Below we explain how to create a local conda environment and download the necessary data.

  1. Install Miniconda or Anaconda.

  2. Open a terminal, run cd environment from the phenoplier folder repo.

  3. (optional) Adjust your environment variables:

    # (optional, will default to subfolder 'phenoplier' under the system's temporary directory)
    # Root directory where all data will be downloaded to
    export PHENOPLIER_ROOT_DIR=/tmp/phenoplier
    
    # (optional, will default to 1 core)
    # Adjust the number of cores available for general tasks
    export PHENOPLIER_N_JOBS=2
    
    # (optional)
    # Export this variable if you downloaded the manuscript sources and want to
    # generate the figures for it
    export PHENOPLIER_MANUSCRIPT_DIR=/tmp/manuscript_dir
  4. (optional) Adjust other settings (i.e. root directory, available computational resources, etc.) by modifying the file ../libs/settings.py

  5. Adjust your PYTHONPATH variable to include the libs directory:

    export PYTHONPATH=`readlink -f ../libs/`:$PYTHONPATH

    readlink might not work on macOS. In that case, simply replace it with the absolute path to the ../libs/ folder.

  6. Create a conda environment and install main packages:

    conda config --set channel_priority strict
    conda env create --name phenoplier --file environment.yml
    conda run -n phenoplier --no-capture-output bash scripts/install_other_packages.sh
  7. Download the data:

    conda run -n phenoplier --no-capture-output python scripts/setup_data.py

This will download ~130 GB of data and software needed to run the analyses.

That's it! Now you should be able to continue and run the code. Check out the main README.md file for instructions on how to run the code.

Instructions for developers

You very likely do not need to follow these steps, unless you are a developer working on PhenoPLIER.

All steps are run from the root directory (not within environment/).

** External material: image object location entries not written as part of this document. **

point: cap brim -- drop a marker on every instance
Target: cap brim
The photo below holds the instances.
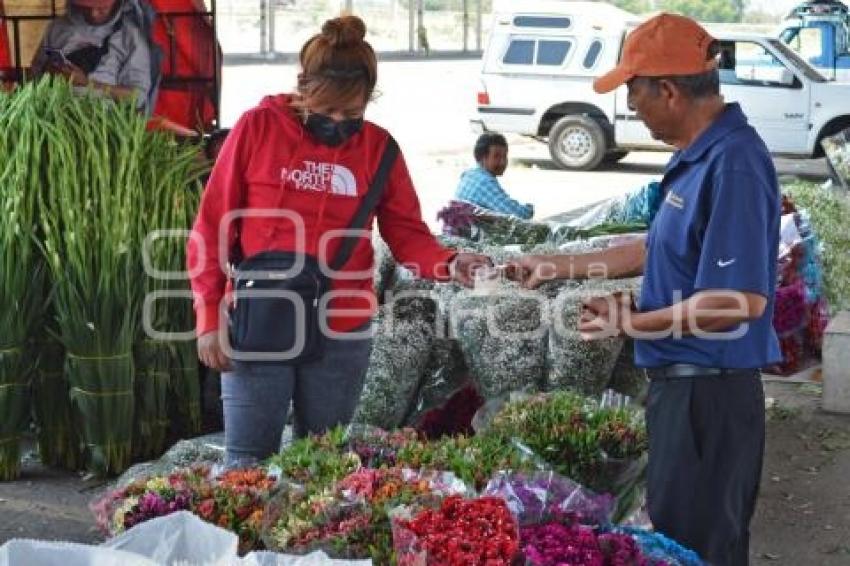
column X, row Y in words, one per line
column 92, row 3
column 610, row 81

It is a good idea to try to build the environment locally first and, when all issues have been solved, then create the Docker image. A usual problem is to use a too recent Python version that produces several conflicts in conda. In that case, a previous Python version should be used instead.

  1. Modify environment/scripts/environment_base.yml accordingly (if needed). Usually, this involves updating to the latest Python and R versions.

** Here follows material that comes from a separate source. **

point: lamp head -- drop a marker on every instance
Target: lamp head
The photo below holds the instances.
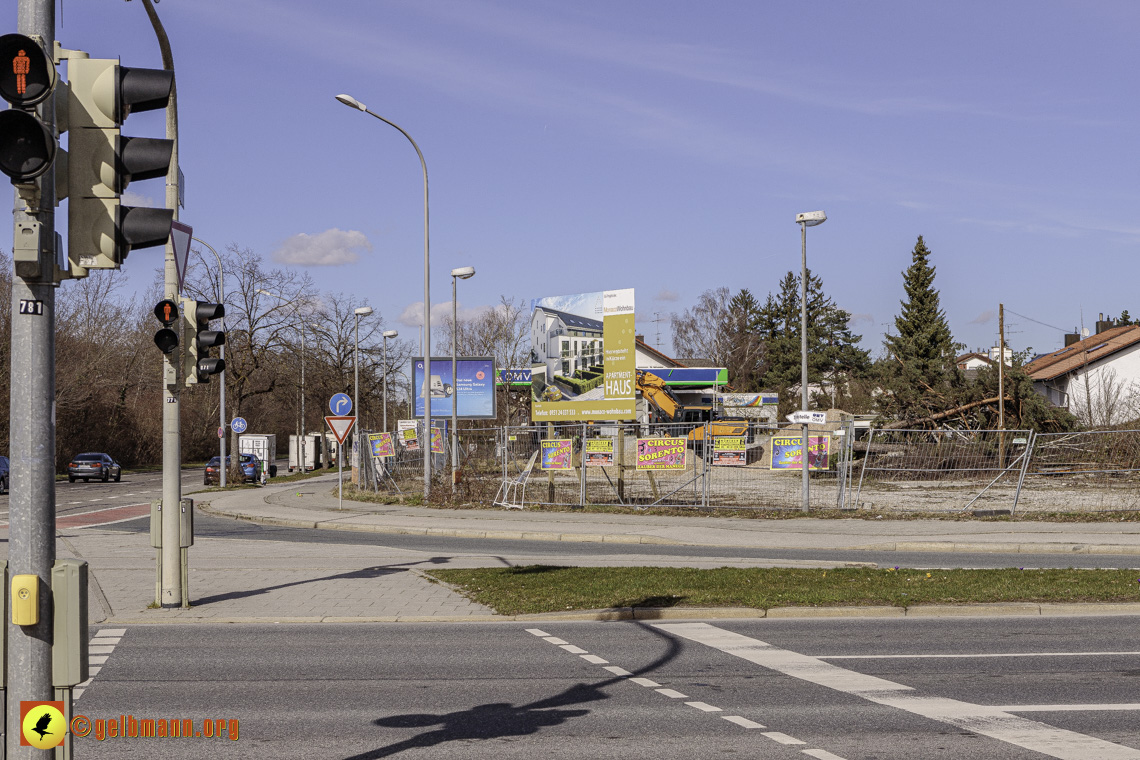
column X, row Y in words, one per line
column 349, row 100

  2. (if creating a local environment) Run:

    conda config --set channel_priority strict
    conda env create --name phenoplier --file environment/scripts/environment_base.yml
    conda run -n phenoplier --no-capture-output bash environment/scripts/install_other_packages.sh
  3. (if creating a new Docker image) Run:

    # override environment.yml temporarily to install the latest packages
    cp environment/scripts/environment_base.yml environment/environment.yml

    Now open scripts/create_docker_image.sh and change settings according to instructions in the file. Then run:

    # IMPORTANT: the script below will build two images: base and final.
    #  The base image will only be rebuilt if the version in settings (see
    #  the script) is changed. If for some reason you want to force building the
    #  the image (for example, you fix something in the Dockerfile), you have to
    #  pass the following argument: -f
    
    bash scripts/create_docker_image.sh

    Make sure the image works (it should produce no output):

    # change version below accordingly
    export VERSION="2.0.0"
    
    docker run --rm miltondp/phenoplier:${VERSION} python -c "import conf; assert hasattr(conf, 'GENERAL')"
  4. Export conda environment:

    # if creating a local environment:
    conda env export --name phenoplier --file environment/environment.yml
    
    # if creating a new Docker image:
    bash scripts/run_docker_dev.sh conda env export --name phenoplier --file environment/environment.yml
  5. Modify environment/environment.yml and leave only manually installed packages (not their dependencies).

  6. (if creating a new Docker image) Push the new Docker images. See at the end of scripts/create_docker_image.sh for examples.